The Financial Industry Regulatory Authority fined Morgan Stanley Smith Barney (MS) $5 million on Tuesday tied to “supervisory failures” of IPOs in 2012 and 2013, including Facebook’s (FB).
The regulatory group says that from mid-February 2012 to early May 2013, the wirehouse sold shares to investors in 83 IPOs, including Facebook and Yelp, “without having adequate procedures and training to ensure that its sales staff distinguished between ‘indications of interest’ and ‘conditional offers’ in its solicitations.
“Customers must understand when they are entering a contract to buy shares in an IPO,” said Brad Bennett, FINRA executive vice president and chief of enforcement, in a press release.
“There must not be ambiguity regarding the customer’s obligations given the significant legal differences between an indication of interest and a conditional offer to buy,” Bennett said.
Morgan Stanley Smith Barney did not admit or deny the charges, though it consented to the entry of FINRA’s findings.

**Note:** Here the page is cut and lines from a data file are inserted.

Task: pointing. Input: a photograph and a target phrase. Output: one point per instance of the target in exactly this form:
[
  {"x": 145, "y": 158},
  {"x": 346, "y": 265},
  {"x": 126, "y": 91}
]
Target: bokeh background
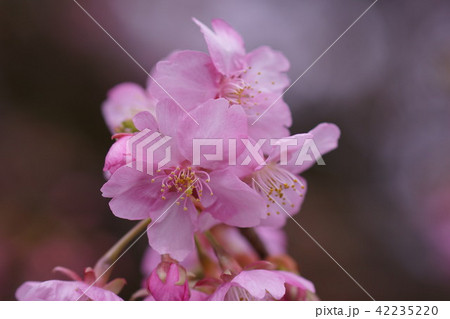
[{"x": 381, "y": 206}]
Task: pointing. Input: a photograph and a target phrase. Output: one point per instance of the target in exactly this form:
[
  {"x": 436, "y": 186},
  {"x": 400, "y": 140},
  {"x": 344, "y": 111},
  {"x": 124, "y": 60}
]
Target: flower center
[
  {"x": 274, "y": 182},
  {"x": 189, "y": 182},
  {"x": 236, "y": 91}
]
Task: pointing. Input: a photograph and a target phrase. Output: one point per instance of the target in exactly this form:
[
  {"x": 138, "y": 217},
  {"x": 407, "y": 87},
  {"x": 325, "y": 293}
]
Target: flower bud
[{"x": 168, "y": 282}]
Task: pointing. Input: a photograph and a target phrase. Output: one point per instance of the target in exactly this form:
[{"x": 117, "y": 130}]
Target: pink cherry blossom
[
  {"x": 76, "y": 289},
  {"x": 124, "y": 101},
  {"x": 280, "y": 185},
  {"x": 117, "y": 154},
  {"x": 253, "y": 80},
  {"x": 59, "y": 290},
  {"x": 173, "y": 196},
  {"x": 260, "y": 284},
  {"x": 168, "y": 282}
]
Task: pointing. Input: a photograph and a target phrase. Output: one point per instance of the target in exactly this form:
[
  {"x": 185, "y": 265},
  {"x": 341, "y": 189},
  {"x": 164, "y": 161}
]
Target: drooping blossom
[
  {"x": 262, "y": 284},
  {"x": 123, "y": 102},
  {"x": 168, "y": 281},
  {"x": 278, "y": 182},
  {"x": 254, "y": 80},
  {"x": 74, "y": 290},
  {"x": 182, "y": 198}
]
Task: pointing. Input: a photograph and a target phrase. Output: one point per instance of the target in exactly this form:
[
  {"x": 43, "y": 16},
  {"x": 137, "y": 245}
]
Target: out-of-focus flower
[
  {"x": 117, "y": 154},
  {"x": 77, "y": 289},
  {"x": 123, "y": 102},
  {"x": 262, "y": 284},
  {"x": 169, "y": 281},
  {"x": 254, "y": 80},
  {"x": 279, "y": 183}
]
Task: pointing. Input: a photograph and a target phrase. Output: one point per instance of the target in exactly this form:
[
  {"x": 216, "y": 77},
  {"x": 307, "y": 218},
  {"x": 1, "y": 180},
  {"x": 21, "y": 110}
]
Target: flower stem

“Morgan Stanley Wealth Management is committed to offering our clients participation in initial public offerings in accordance with applicable FINRA rules, and we have enhanced our practices on this point,” the company said in a statement.
According to FINRA, firms can solicit nonbinding indications of customer interest in an IPO prior to the effective date of the registration statement. The “indication of interest” will only result in a purchase of shares if it is reconfirmed by the investor after the registration statement is effective.
Brokerage firms also can solicit “conditional offers to buy,” which may result in binding transactions after effectiveness of the registration statement, if the investor does not act to revoke the conditional offer before the firm accepts it.
The regulatory group says that Morgan Stanley used the terms “indications of interest” and “conditional offers” interchangeably starting in mid-February 2012 “without proper regard for whether retail interest reconfirmation was required prior to execution.”
In addition, the brokerage firm “did not offer any training or other materials to its financial advisors to clarify the policy and, as a result, sales staff and customers may not have properly understood what type of commitment was being solicited,” the regulatory group says.